After the draft, we held a trial in room 329 Patterson Hall at the University of Massachusetts at Amherst. We found you guilty of 43 counts of general stupidity, 10 counts of attempted stupidity, 18 counts of career murder and one count of not having a penis. As punishment we ask that you resign as general manager of the Boston Red Sox. We hope that this will end the needless suffering that millions of Red Sox fans experience this year.

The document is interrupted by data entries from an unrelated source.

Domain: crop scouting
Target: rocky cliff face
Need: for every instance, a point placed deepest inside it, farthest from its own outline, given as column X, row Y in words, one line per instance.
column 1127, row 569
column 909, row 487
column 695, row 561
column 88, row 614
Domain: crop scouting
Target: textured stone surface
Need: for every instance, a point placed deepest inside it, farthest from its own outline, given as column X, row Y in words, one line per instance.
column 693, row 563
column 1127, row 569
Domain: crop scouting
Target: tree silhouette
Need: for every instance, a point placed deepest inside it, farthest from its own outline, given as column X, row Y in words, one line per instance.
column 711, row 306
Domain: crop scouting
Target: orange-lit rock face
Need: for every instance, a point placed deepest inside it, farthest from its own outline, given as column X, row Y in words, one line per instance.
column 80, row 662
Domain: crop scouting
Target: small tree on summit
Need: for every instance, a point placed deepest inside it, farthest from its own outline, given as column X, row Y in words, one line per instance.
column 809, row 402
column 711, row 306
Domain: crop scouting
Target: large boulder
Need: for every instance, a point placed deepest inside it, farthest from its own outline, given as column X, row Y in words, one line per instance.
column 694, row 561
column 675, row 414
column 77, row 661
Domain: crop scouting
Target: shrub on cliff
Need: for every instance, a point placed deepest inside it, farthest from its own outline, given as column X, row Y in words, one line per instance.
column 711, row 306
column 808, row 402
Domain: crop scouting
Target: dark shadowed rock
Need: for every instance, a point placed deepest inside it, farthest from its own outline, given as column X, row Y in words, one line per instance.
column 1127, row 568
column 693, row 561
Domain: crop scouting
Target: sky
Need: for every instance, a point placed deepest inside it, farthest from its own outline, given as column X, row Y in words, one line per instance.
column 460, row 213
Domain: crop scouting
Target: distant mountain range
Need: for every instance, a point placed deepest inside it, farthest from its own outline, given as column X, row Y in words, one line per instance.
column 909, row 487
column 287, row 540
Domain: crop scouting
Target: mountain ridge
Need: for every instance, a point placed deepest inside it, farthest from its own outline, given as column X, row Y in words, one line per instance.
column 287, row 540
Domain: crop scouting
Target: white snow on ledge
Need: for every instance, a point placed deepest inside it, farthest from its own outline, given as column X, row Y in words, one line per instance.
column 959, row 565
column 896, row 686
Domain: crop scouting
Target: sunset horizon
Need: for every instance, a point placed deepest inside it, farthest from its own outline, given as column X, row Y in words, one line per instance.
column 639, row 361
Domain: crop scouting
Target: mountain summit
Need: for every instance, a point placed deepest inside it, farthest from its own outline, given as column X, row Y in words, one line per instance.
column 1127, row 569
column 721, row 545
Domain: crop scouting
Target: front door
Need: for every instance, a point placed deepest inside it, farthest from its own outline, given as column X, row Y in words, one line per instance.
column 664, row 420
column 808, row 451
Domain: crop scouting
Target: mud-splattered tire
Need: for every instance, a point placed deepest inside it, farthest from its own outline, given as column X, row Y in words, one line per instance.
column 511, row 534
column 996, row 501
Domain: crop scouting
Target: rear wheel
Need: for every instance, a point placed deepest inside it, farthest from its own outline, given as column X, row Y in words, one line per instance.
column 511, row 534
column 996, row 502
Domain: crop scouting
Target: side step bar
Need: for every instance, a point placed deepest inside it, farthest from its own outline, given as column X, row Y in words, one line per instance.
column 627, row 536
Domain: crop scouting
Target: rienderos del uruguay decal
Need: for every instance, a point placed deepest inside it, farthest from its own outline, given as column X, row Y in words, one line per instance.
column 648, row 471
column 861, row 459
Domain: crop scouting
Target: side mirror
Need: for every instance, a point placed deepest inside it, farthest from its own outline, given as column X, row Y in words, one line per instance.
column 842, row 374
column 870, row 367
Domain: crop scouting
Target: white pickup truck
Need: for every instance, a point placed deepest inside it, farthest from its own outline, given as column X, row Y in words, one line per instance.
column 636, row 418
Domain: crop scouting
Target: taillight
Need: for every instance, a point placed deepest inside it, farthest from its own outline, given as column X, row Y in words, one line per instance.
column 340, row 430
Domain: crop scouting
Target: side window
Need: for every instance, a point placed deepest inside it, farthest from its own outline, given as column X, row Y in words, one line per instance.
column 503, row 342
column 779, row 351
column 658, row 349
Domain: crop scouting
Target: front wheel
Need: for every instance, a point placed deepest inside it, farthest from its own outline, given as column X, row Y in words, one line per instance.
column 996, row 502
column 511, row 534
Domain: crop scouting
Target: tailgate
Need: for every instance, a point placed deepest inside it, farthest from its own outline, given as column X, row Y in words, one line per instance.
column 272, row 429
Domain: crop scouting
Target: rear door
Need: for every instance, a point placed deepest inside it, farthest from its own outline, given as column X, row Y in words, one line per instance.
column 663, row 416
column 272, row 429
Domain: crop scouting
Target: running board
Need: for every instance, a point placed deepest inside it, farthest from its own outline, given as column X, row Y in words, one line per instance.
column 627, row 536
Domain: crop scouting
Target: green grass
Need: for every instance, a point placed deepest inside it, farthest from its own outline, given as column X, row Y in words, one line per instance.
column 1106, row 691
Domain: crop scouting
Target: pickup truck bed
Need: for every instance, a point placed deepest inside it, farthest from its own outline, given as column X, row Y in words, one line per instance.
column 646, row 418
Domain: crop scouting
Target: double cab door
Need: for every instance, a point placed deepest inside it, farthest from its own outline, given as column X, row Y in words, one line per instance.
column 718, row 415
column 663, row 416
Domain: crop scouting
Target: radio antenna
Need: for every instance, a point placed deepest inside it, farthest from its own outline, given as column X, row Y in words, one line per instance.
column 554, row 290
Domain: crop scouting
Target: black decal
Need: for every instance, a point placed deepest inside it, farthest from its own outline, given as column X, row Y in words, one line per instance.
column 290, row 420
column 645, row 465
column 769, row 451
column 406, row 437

Needless to say, a good portion of our arguments in this letter - namely points 5, 6, 7 and 8...so about half - turned out to be wrong. This is mainly due to the fact that we were young, stupid and immature. Plus, I was involved and I am usually never right about anything. That said, we didn't know at the time how good Curt Schilling and Jeff Bagwell would become, two players he traded away for precious little.


Here is Lou's response:

Gentleman (and I use the term loosely):

To take the time to respond to a bunch of illiterate, ill-mannered vulgar jerks like yourselves would be a total affront to my intelligence.

I would hope that you morons don't represent the true educational level of students at the University of Massachusetts since you do nothing but "disgrace" the University with the ignorance and vulgarity of your letter.

Some day when you all grow up, if ever, I might take the time to reply with an intelligent response.

Sincerely,

James "Lou" Gorman
Senior Vice President/General Manager

It is worth noting that less than a year later, Lou resigned, replaced by the infamous Dan Duquette. Clearly, our letter took a heavy personal toll on the man. It is also worth noting that his letter made no sense: he claims that he won't respond to us, but isn't the letter itself a response? I am confused. Maybe this is just Lou being Lou.

So is Lou Gorman also a wuss? Maybe. But he was also a decent general manager and from what I hear, a very kind soul. Still, he should thank his lucky stars that the internet, Facebook, Twitter and countless other social mediums weren't around during his tenure. Seeing that I am big on apologies these days, perhaps I should track him down and send him another letter....

Next blog post: The NBA also showed its sensitive side. Like, for instance, when I declared for the NBA draft in 1993.

1 comment:

  1. I've had the pleasure of meeting Mr. Gorman a few times through my volunteer work with veterans and he really is one of the nicest people you would ever want to meet. Let's chalk that letter up to youthful indiscretion. On a side note...LOL... that's pretty funny though!